Usually the reason for adding more switches to a network is to add port density or increase the reach of the network. Adding switches will not typically increase network performance unless you are replacing old 10/100 switches with 100/1000 switches and doing etherchannel between the switches to provide higher bandwidth between them.
To add to the above answer, understand that the speed of your network is only as fast as the slowest component. This is to say that if you do add faster switches but are not upgrading node NIC(s) to that same 100/1000 switch, then a GB switch is uselss.
(WS) Similarly, consider your network topology when adding more switches. If you have 4 floors and the main switch which goes to your servers is on the first floor, attempt to wire the 4th floor switch directly to the 1st floor switch (GB) and not daisy chain through switches 2 and 3. To attempt to clarify the issue: a 4th floor workstation user wants to save a 2 GB file to the server.

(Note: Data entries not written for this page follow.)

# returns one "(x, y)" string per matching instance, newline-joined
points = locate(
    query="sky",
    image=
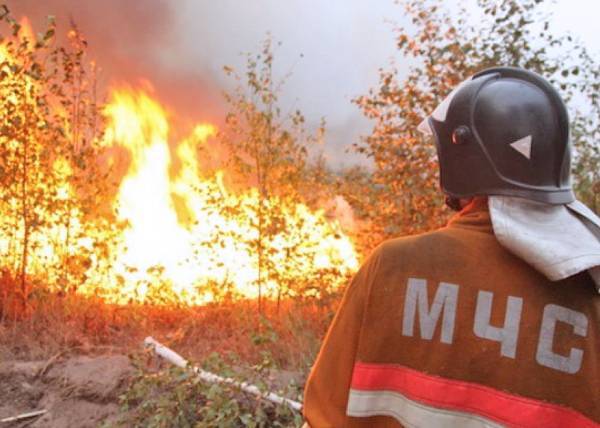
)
(333, 49)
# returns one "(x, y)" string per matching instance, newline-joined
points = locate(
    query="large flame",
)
(187, 237)
(173, 223)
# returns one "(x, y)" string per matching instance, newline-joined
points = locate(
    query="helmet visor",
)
(441, 111)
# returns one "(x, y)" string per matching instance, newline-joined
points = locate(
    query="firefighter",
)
(493, 320)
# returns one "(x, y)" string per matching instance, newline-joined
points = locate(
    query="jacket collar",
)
(475, 216)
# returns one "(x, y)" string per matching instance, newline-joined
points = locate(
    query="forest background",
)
(61, 231)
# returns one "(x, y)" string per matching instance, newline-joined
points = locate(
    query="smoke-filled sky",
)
(332, 48)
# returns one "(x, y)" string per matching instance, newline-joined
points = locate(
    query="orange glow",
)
(191, 241)
(186, 238)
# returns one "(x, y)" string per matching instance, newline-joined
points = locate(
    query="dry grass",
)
(58, 323)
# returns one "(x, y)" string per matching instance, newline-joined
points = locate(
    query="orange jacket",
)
(450, 329)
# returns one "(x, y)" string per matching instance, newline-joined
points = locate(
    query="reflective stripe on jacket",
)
(450, 329)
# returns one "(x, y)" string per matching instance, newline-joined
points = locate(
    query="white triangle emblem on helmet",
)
(523, 146)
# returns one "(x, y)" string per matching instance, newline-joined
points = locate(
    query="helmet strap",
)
(453, 203)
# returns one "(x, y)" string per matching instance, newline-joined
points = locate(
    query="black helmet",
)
(505, 131)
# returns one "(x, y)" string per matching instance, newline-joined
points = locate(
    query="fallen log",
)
(24, 416)
(177, 360)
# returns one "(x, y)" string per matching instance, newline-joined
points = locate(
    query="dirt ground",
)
(78, 391)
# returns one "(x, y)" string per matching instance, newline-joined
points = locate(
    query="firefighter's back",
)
(459, 332)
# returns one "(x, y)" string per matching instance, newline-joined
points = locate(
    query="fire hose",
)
(177, 360)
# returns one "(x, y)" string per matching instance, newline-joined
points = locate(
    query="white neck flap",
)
(557, 240)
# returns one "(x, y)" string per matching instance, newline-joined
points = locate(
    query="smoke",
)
(128, 40)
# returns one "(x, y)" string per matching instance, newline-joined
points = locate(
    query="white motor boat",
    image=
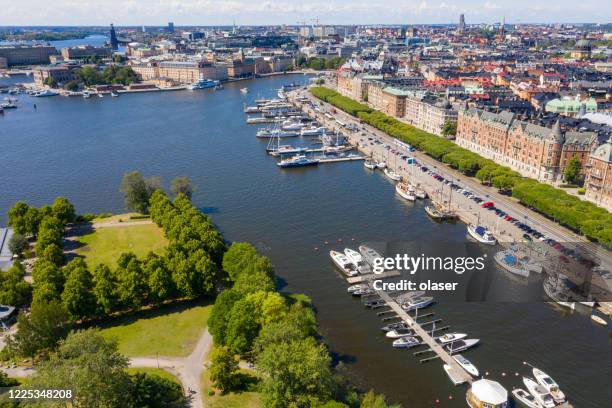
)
(466, 365)
(551, 385)
(526, 398)
(417, 303)
(369, 164)
(481, 234)
(450, 337)
(404, 191)
(392, 174)
(540, 393)
(343, 263)
(406, 342)
(461, 345)
(400, 332)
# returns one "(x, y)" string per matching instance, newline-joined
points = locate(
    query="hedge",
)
(592, 221)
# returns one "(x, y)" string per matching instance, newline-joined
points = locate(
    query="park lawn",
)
(106, 244)
(154, 371)
(172, 330)
(249, 398)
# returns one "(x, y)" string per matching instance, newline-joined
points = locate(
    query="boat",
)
(525, 398)
(466, 365)
(299, 160)
(46, 92)
(403, 189)
(203, 84)
(370, 255)
(406, 342)
(395, 326)
(540, 393)
(461, 345)
(599, 320)
(549, 384)
(434, 213)
(313, 131)
(456, 380)
(400, 332)
(392, 174)
(417, 303)
(357, 259)
(450, 337)
(354, 288)
(342, 262)
(369, 164)
(481, 234)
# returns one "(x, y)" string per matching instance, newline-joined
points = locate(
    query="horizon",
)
(188, 13)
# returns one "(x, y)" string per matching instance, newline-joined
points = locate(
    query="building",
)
(428, 112)
(532, 150)
(86, 52)
(598, 183)
(26, 54)
(61, 74)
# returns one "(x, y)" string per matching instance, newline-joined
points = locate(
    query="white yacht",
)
(403, 189)
(540, 393)
(450, 337)
(526, 398)
(343, 263)
(406, 342)
(392, 174)
(551, 386)
(481, 234)
(466, 365)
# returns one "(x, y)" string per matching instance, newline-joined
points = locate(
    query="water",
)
(81, 148)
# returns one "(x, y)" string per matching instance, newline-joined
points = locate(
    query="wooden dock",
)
(456, 371)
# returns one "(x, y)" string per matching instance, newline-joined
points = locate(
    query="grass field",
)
(104, 245)
(171, 331)
(157, 371)
(249, 398)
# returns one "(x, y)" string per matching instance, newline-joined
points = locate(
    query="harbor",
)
(199, 133)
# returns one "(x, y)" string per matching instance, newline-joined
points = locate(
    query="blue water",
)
(81, 148)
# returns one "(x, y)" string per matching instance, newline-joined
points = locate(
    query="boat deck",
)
(456, 371)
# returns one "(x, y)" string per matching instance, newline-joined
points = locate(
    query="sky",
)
(264, 12)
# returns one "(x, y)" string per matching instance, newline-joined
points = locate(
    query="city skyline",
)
(209, 12)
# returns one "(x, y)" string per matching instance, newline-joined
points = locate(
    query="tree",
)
(105, 289)
(154, 391)
(223, 369)
(296, 373)
(17, 244)
(78, 297)
(181, 185)
(91, 366)
(63, 210)
(42, 329)
(572, 170)
(50, 82)
(137, 191)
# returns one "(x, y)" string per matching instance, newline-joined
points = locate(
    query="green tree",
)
(572, 170)
(182, 185)
(137, 191)
(41, 329)
(105, 289)
(153, 391)
(296, 373)
(223, 369)
(63, 210)
(17, 244)
(91, 366)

Poor network implementation would force this through the 4th floor switch, then through the 3rd floor switch, then through the 2nd floor switch, then through the 1st floor switch and finally into the server room. Not only would this file have to pushed through several switches, it would also be slowed down by any other information being pushed from floors 1, 2, or 3 because the information is being bottlenecked into one connection. Better network implementation would have a GB link from the 4th floor directly to the 1st floor so the information follows the path of least resistance. For you main backbone you should have all GB because that is where traffic is the heaviest.